Martha: Yes, I have no doubt you are perfectly right.

Rorlund: And in a house like this, in a good and pure home, where family life shows in its fairest colours—where peace and harmony rule— (To MRS. BERNICK:) What are you listening to, Mrs. Bernick?

Mrs. Bernick (who has turned towards the door of BERNICK'S room): They are talking very loud in there.

Rorlund: Is there anything particular going on?

Mrs. Bernick: I don't know. I can hear that there is somebody with my husband.

(HILMAR TONNESEN, smoking a cigar, appears in the doorway on the right, but stops short at the sight of the company of ladies.)

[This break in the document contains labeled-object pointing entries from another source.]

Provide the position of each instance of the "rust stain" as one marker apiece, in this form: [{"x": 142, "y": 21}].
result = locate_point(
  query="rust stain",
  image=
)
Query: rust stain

Hilmar: Oh, excuse me— (Turns to go back.)

Mrs. Bernick: No, Hilmar, come along in; you are not disturbing us. Do you want something?

Hilmar: No, I only wanted to look in here—Good morning, ladies. (To MRS. BERNICK:) Well, what is the result?

Mrs. Bernick: Of what?

Hilmar: Karsten has summoned a meeting, you know.

Mrs. Bernick: Has he? What about?

Hilmar: Oh, it is this railway nonsense over again.

Mrs. Rummel: Is it possible?

Mrs. Bernick: Poor Karsten, is he to have more annoyance over that?

Rorlund: But how do you explain that, Mr. Tonnesen? You know that last year Mr. Bernick made it perfectly clear that he would not have a railway here.

Hilmar: Yes, that is what I thought, too; but I met Krap, his confidential clerk, and he told me that the railway project had been taken up again, and that Mr. Bernick was in consultation with three of our local capitalists.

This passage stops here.